Differential expression of genes in pediatric glioblastoma. (a) Mean-difference plot highlighting the upregulated (red) and downregulated (blue) genes (FC > 1.5, FDR < 0.05) in glioblastoma in the cerebrum compared to healthy matching tissue. In the right side, pie charts displaying the heterogeneity (gene type) of the up- and downregulated genes. (b) Heat map showing the expression of two randomly picked genes in pediatric glioblastoma and healthy cerebrum from our RNA-seq data. Color bar displays the log count values. (c) Relative expression of the genes from panel b in five different samples of pediatric glioblastoma, evaluated by RT-qPCR. (d) Venn diagram showing overlap in the number of upregulated genes (left) and downregulated genes (right) for anaplastic astrocytoma and glioblastoma.

Figure 6

Shared misregulated genes among all the grades of pediatric astrocytoma. (a,b) Venn diagrams showing overlap in the number of up- (a) and downregulated genes (b) in the four grades of pediatric astrocytoma compared to healthy matching tissue. (c) Expression of the lncRNA Cyrano throughout pediatric astrocytoma and healthy cerebellum/cerebrum. Color bar displays the raw log2 counts for Cyrano in our RNA-seq data.

Figure 7

Uniquely expressed genes in pediatric astrocytoma. (a–d) Mean-difference plots highlighting the upregulated (red) and downregulated (blue) genes in pilocytic astrocytoma in the cerebellum (a) (FC > 1.1, FDR < 0.05), anaplastic astrocytoma in the cerebellum (b) (FC > 3, FDR < 0.05), glioblastoma in the cerebrum (c) (FC > 3.5, FDR < 0.05), and in healthy cerebrum and cerebellum (d) (FC > 5, FDR < 0.05).

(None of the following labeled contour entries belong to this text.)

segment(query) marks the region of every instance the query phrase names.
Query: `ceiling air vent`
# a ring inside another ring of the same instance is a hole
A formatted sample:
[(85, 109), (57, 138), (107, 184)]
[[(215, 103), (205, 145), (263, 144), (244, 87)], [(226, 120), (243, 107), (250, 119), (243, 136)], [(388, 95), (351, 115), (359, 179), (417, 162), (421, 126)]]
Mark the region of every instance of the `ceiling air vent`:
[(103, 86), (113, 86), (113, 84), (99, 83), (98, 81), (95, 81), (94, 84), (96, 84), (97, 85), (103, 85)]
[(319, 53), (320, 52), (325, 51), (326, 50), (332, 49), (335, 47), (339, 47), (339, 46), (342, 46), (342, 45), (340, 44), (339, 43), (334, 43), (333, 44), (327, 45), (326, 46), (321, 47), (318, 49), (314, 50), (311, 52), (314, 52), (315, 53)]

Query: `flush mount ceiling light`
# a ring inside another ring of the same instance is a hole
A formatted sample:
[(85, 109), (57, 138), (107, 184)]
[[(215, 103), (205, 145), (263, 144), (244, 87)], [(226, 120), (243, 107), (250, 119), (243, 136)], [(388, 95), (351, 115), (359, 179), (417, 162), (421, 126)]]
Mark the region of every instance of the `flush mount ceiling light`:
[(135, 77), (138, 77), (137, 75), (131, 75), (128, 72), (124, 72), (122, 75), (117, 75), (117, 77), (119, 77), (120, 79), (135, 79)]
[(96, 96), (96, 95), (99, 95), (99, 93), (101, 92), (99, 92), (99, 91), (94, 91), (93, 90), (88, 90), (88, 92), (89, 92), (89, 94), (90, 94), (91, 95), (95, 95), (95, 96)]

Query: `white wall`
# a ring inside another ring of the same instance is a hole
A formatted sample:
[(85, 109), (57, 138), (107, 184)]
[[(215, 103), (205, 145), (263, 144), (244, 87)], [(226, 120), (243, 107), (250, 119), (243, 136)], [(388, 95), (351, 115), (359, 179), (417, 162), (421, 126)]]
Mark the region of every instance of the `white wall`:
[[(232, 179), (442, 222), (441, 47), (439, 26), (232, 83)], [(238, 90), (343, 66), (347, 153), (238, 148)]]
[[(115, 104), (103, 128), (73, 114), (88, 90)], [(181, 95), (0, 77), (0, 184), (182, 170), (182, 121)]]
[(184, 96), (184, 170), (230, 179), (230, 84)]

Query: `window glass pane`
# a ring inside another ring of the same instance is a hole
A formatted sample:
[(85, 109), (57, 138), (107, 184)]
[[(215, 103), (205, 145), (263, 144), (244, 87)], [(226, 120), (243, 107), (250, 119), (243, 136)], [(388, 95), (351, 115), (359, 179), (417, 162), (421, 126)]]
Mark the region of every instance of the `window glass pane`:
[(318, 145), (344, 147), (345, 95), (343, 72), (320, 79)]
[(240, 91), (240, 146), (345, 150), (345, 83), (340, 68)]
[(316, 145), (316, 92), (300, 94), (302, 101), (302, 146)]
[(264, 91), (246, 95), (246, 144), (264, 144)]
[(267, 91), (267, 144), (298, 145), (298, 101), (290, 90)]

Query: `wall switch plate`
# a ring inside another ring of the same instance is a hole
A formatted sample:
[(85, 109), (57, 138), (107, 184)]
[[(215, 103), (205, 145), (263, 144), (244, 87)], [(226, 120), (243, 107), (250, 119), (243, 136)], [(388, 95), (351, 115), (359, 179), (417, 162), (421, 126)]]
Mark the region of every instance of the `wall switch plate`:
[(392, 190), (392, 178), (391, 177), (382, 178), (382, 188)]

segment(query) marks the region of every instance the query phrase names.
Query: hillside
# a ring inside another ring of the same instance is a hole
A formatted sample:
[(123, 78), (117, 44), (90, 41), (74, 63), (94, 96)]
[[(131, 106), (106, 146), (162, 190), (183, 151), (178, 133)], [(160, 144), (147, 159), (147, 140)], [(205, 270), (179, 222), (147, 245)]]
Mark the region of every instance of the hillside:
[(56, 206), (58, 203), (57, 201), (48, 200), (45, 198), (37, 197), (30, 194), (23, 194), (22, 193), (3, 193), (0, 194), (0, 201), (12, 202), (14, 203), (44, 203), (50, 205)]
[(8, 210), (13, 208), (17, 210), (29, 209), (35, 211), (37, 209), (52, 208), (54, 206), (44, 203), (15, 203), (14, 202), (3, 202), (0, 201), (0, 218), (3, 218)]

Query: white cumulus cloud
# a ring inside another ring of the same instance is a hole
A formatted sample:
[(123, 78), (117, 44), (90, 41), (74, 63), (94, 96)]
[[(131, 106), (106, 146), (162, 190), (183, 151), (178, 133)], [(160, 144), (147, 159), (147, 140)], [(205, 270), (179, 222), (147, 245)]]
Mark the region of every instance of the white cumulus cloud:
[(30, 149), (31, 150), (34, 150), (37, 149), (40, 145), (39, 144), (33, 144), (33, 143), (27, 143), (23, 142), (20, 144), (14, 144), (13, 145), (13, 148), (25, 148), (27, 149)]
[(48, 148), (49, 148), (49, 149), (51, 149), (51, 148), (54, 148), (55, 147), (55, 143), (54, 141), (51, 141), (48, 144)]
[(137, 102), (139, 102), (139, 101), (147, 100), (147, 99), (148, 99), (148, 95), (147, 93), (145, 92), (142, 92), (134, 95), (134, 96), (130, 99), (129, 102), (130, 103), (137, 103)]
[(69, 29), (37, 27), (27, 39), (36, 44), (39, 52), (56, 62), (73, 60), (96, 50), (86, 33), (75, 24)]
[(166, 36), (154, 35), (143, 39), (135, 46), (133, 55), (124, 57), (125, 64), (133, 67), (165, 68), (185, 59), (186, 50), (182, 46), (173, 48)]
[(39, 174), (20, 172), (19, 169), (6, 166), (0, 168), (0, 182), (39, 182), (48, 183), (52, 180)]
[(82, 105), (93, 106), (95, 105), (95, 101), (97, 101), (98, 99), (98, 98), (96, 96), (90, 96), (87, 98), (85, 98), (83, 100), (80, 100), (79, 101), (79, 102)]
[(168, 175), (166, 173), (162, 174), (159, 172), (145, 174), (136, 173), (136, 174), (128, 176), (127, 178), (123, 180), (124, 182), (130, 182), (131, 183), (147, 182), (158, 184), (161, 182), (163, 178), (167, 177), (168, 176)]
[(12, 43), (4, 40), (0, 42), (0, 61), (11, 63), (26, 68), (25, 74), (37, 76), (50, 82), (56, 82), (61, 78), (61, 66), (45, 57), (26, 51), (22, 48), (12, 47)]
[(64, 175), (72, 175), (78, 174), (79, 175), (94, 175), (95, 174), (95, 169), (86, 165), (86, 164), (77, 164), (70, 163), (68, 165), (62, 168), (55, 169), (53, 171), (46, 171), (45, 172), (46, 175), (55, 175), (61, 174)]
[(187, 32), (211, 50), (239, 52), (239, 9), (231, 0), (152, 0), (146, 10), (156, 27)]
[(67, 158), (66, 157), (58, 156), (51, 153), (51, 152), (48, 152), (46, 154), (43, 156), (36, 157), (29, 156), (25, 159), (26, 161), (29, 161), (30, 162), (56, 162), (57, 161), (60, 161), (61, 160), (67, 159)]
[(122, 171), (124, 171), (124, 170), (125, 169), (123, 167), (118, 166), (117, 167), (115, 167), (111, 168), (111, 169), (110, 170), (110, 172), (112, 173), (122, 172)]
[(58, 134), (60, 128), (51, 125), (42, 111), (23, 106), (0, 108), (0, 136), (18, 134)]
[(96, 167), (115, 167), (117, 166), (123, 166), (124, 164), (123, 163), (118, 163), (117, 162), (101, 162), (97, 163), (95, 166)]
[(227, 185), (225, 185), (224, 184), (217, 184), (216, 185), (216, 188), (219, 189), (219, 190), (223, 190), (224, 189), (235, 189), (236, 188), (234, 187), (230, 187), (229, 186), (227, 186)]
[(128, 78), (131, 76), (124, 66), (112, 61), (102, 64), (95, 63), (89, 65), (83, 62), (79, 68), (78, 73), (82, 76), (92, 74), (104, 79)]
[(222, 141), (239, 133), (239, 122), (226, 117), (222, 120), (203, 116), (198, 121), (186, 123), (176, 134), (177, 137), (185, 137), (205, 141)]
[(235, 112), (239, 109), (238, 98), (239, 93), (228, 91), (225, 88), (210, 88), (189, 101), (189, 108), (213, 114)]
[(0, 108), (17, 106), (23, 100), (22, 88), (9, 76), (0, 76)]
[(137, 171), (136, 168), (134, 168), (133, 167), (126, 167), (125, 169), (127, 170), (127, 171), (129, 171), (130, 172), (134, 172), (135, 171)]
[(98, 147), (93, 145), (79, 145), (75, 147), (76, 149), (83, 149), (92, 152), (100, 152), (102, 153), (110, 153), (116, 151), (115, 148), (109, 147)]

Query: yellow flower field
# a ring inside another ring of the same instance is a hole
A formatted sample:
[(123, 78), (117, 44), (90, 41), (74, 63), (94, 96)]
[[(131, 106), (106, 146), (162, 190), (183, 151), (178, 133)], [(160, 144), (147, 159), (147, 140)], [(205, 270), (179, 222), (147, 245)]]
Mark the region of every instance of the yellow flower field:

Comparisons were made with all the remaining grades of astrocytoma and healthy control tissue.

Figure 8

Clustering of pediatric astrocytomas according to their uniquely expressed markers. (a) Heat map displaying the hierarchical clustering of low- and high-grade pediatric astrocytoma and healthy cerebrum/cerebellum based on a panel of uniquely expressed genes. (b) Heatmap with hierarchical clustering of the ssGSEA enrichment scores for the genes in the transcriptional signature projected in the publicly available GEO dataset GSE73066 with the transcriptional profile of 47 pediatric PAs in different locations of the brain.